Editorial: Local news is dying, and that has repercussions

Local news organizations have become a dying breed, and many do not realize the impact that this has on their lives, but there is still time to save it.

Associated Press reporter David Bauder found in November 2023, that one-third of all U.S. newspapers have closed and two-thirds of all newspaper journalists have lost their jobs since 2005. From a local perspective, the Los Angeles Times announced the layoffs of at least 115 employees in January. 

One of the main issues that caused the lack of interest from the people is the immediate access to information on social media. Many people now prefer to get their news from social media, rather than subscribing to a newspaper.

“The last two generations have decided that they don’t want to spend the time in the morning picking up a newspaper and reading it,” Inland Valley Daily Bulletin history columnist Joe Blackstock said. “So when that happens, the circulation drops, advertising drops, people get laid off, the papers get smaller and smaller, and it’s a trend that ultimately is very predictable in a way.”

Because people are more interested in social media and are not reading the newspapers, news organizations are continuously losing money.

There’s a lot of blame that goes around, rightfully so on, advertising,” said former Los Angeles Times entertainment reporter Emily St. Martin, who earned her journalism degree from the University of La Verne in 2020. She was one of the reporters laid off in January. “We just don’t have it like we used to… newspapers used to be completely sustained on advertising, and now social media and Google has all of that revenue.”

Getting your news from social media opens the door to the mass spread of misinformation because many of those “reporting” that information are not credentialed or experts in that field. The term “fake news” became a fixture in news conversations and it is easy for people to say whatever they believe and make it seem real on the internet. Also consumers who do not do their research on world topics and believe what anyone says support the ongoing misinformation plaguing the media today.

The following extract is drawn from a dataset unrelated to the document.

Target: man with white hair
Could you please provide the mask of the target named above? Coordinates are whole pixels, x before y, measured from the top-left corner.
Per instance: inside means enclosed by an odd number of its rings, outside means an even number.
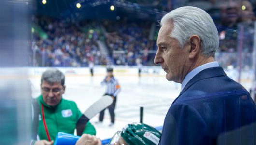
[[[165,15],[160,25],[154,62],[182,87],[166,114],[159,145],[253,142],[252,129],[243,134],[240,129],[256,121],[256,106],[214,61],[219,37],[210,15],[183,7]]]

Today only the bigger news organizations are able to stay afloat, which has a larger impact than people may realize. The big news organizations are not going to care about things happening in your local town, so you will never know what is happening. Local elections, crime and so much more get swept under the rug, leaving local residents clueless about what is happening around them.

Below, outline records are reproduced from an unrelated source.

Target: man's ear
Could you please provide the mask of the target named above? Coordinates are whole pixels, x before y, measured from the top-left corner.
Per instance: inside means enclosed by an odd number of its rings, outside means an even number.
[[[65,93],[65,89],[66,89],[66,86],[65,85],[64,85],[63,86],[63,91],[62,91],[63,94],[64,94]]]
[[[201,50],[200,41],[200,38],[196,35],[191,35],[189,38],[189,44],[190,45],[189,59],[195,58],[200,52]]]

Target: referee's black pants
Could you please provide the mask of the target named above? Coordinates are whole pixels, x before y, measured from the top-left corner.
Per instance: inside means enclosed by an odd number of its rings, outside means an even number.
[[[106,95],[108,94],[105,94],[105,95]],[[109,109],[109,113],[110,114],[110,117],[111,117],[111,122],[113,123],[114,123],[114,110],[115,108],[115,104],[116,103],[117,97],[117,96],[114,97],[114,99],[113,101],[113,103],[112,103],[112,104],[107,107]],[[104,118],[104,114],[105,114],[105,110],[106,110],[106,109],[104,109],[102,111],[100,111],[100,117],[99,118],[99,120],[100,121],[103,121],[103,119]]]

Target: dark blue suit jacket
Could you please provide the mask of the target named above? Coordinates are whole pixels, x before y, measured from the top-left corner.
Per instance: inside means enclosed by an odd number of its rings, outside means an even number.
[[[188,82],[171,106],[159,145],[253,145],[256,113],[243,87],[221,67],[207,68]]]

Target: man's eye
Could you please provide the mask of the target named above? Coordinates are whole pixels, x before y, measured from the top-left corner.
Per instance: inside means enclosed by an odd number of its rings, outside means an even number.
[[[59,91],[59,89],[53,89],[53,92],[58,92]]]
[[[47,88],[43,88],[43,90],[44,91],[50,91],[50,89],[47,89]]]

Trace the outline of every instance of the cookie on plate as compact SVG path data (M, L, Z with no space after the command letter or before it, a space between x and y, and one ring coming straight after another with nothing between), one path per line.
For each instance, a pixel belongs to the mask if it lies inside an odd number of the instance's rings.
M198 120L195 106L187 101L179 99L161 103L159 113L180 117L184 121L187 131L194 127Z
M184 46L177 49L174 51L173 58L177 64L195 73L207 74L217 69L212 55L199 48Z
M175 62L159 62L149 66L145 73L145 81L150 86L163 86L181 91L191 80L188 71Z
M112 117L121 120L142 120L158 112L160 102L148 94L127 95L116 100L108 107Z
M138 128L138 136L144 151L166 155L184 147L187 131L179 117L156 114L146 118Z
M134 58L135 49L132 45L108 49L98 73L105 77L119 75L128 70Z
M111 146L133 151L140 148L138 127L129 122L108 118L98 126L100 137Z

“The fact is, it’s the one thing that immediately can affect them,” Blackstock said. “If it’s a story about a murder down the street, they want every detail, they want to know about it.”

An example of this just played out in La Verne, when the La Verne City Council canceled the March 5 council election due to lack of nominations. Had there been coverage of the local news and elections communicated through rigorous reporting, there very well could have been nominees challenging incumbents, and allowing residents a voice in their local government. 

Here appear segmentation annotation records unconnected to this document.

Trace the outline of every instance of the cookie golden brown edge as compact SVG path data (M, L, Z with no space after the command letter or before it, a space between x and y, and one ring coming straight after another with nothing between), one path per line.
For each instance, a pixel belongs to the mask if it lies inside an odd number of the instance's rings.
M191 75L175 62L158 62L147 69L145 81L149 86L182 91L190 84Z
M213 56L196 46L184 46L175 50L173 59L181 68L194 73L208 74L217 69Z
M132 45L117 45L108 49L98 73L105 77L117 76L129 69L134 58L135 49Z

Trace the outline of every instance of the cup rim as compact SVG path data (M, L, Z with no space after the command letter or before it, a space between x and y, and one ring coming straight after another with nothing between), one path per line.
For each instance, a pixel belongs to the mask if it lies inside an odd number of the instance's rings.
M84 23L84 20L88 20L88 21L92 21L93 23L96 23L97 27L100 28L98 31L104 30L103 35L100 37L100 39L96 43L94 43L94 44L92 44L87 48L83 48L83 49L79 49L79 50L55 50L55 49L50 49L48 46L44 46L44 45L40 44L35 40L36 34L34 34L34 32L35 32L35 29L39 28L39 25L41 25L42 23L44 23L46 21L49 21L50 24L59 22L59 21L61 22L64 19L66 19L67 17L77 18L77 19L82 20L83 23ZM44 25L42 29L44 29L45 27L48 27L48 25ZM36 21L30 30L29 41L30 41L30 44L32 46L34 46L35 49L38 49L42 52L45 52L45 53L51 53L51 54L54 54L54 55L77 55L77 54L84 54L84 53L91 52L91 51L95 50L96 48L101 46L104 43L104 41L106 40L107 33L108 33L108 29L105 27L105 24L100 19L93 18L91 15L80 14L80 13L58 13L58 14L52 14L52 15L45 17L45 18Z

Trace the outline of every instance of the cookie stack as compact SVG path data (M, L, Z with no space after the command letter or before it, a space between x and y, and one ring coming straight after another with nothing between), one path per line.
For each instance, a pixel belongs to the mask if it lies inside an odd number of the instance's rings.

“What makes local news so important, especially to local residents in a small town like La Verne (is) if people don’t know what’s going on in their communities, how can anybody fight something that’s unjust?  How can anybody hold a corrupt local politician accountable?” St. Martin said.

The unfortunate reality is that things like this have become more common in recent years in local governments. The people who only consume news from the big news organizations are completely uninformed about the government and events that affect them the most.

“But if they were interested in truly how their government works, how their city works and stuff like that, you wouldn’t have 20% turnout at an election, which often happens in a lot of these cities,” Blackstock said.

The most important thing to help save local news is for local residents to have an interest in what goes on around them. If residents want to know more about the things happening in their area, the only way to find it is through local news organizations.

Now, to be fair, newspapers have not been the best at adapting to the times. With many, especially the younger generations, preferring to consume news through video form, newspapers need to find a way to make newspapers more appealing to the younger generation.

“Now, you could also make a case that the daily paper that was printed today looks just like the daily paper that was printed 40 years ago,” Blackstock said. “How many industries continue to do exactly the same thing and produce the exact same product that they did 40 years ago or 80 years ago? Only difference is really that the paper is smaller, fewer ads and there’s color. But aside from that, it’s the same newspapers that have failed to modernize.”

Blackstock added that he has tried over the years to come up with a different way to make the newspapers more modern, but has struggled to find a way that works.

The people deserve to have their voices heard, and the only way to do that is to consume local news to be more informed and have a say in what they think will help their local communities, and by doing that, local news organizations can get back on their feet and deliver the information that the people need to hear.